Personal information
- Full name: Arthur David Granville
- Date of birth: 8 May 1911
- Place of birth: Llwynypia, Wales
- Date of death: 1987 (aged 75–76)
- Height: 5 ft 9+1⁄2 in (1.77 m)
- Position: Defender

Senior career*
- Years: Team / Apps / (Gls)
- 1929–1934: Porth United / ? / (?)
- 1934–1938: Cardiff City / 98 / (6)

= Arthur Granville =

Welsh footballer

Arthur David Granville (8 May 1911 – 1987) was a Welsh professional footballer. He made 98 appearances in the Football League for Cardiff City and captained the side.

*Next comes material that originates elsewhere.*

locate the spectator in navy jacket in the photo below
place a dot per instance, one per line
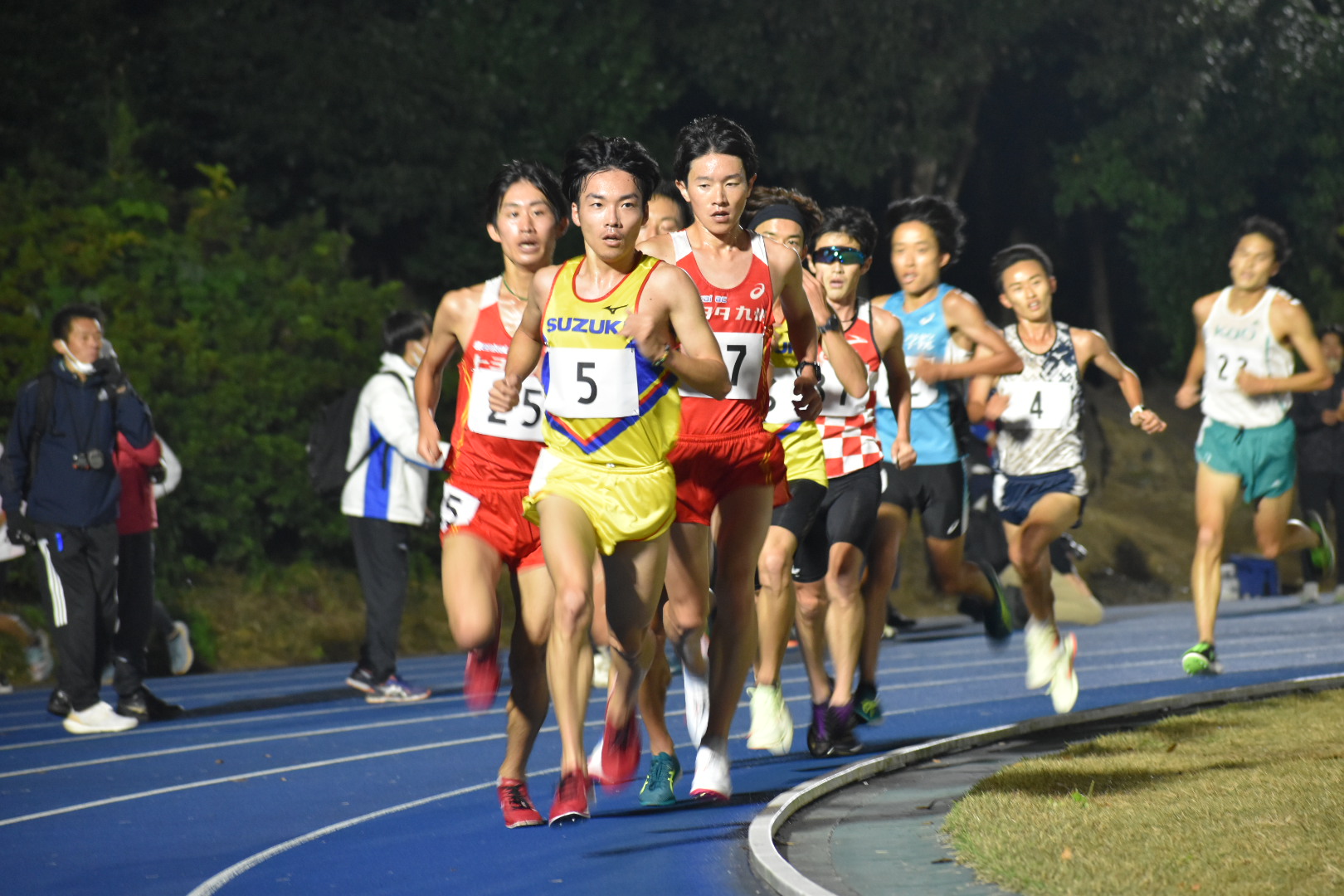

Granville was born in Llwynypia. He joined Cardiff City in 1934 from the amateur side Porth United and, after a slow start, managed to establish himself in the side and was later appointed club captain. He scored six league goals during his time at the club, all of which came from the penalty spot. Following the outbreak of World War II he stayed at Ninian Park to help coach the numerous youngsters, whilst serving in the Royal Air Force, and at the end of the war in 1946 he decided not to return to playing football and subsequently retired, instead becoming involved in assessing prospective players and also coaching local amateurs.

His grandson Andy Gorman also later played for Cardiff City.